Perhaps it is being on the cusp on the hip Los Angeles club scene or the natural haven for the Hollywood starlet, but wherever this need to be “in the now” comes from, it is undeniably here. And not just in clubbing clothes or that one expensive, favorite outfit. It is everywhere.

“I don’t know if it is the Malibu mindset, how much we stand out if we don’t conform,” Lamensky said. “The crowd we see at Ralph’s, even in church. Church is a fashion show. This little culture bubble we are in, we want to be a part of it so you accept the symbols and think it is normal to pay $500 for a purse.”

Lamensky turned in her battle-scarred green army style backpack for a BCBG bag. She still remembers her country roots with fondness, but she has all but abandoned her previous lifestyle for the Pepperdine image.

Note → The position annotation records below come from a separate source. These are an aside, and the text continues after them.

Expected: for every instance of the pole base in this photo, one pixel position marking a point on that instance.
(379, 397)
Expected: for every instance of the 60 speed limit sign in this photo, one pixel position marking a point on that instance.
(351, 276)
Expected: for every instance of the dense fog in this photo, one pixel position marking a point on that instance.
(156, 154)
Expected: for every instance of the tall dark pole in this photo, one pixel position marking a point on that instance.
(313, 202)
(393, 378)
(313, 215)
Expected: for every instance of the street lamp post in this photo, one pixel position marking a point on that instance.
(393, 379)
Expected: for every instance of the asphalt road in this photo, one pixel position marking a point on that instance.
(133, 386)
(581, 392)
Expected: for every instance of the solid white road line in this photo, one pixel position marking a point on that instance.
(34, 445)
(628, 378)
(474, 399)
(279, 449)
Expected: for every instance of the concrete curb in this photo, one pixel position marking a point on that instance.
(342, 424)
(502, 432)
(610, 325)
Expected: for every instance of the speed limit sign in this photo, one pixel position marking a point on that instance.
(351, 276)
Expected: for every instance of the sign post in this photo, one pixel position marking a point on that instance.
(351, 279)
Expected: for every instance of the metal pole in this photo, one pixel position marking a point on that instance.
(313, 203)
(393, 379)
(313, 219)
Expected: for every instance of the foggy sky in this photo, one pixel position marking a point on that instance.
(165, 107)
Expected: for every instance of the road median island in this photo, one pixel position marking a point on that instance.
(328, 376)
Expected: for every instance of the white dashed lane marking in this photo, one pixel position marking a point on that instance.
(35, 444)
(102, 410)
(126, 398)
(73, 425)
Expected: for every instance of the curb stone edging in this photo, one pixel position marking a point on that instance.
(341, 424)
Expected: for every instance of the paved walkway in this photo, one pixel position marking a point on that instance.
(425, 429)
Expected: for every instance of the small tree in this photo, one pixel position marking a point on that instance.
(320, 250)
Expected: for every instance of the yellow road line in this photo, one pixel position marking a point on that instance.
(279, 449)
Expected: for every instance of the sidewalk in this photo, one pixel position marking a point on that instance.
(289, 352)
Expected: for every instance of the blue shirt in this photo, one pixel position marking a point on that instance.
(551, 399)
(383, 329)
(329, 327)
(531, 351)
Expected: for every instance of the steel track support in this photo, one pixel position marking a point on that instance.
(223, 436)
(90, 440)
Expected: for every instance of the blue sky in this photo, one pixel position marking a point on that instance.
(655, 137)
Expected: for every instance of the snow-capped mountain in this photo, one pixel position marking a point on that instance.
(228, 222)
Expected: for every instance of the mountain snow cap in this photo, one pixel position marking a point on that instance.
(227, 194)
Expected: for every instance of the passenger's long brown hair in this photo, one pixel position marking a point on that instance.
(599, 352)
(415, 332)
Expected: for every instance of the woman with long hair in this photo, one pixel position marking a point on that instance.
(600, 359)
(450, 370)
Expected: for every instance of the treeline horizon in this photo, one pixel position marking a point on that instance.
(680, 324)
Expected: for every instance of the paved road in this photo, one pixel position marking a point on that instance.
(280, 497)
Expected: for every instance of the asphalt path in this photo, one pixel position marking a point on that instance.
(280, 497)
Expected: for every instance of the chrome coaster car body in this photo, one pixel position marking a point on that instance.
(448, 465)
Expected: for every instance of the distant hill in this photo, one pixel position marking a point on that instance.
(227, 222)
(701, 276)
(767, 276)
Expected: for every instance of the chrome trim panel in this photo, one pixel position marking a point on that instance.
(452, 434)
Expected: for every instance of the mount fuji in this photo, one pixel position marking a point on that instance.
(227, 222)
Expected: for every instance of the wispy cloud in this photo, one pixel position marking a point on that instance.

Perhaps the high-priced fashion items are a natural outgrowth of a wealthier class of people that attend school here. After all, the total cost to attend Pepperdine full time is $32,570 a year. Since the national median income for family households is $54,292, according to Census 2000, students must have inflated incomes to be able to even afford Pepperdine. Although nearly 75 percent of students have some form of financial aid, almost all packages include loans and very few cover the full cost of tuition.

The pervasiveness of this covert pressure undeniably is part of Pepperdine’s small, close-knit family atmosphere. However, living with this undefined pressure isn’t as bad as it seems. Some feel it is just a small price to pay for the benefits that Pepperdine provides.

“I never compare Pepperdine to normal college because we have a tight community,” Bailey said. “We don’t all get along but we know each other. It is its own little world.

You get to know teachers, you can talk to them and make friends if you want to. I have a teacher I had freshman year that I still talk to and I even babysit for her.”

Pepperdine prides itself on the family atmosphere, strong alumni network, volunteer opportunities and an academic program that actually prepares students for the real world. If the pressure to be a Barbie Doll, plastic body and all, is the trade-off for this unique constructive atmosphere many are more than happy to take it.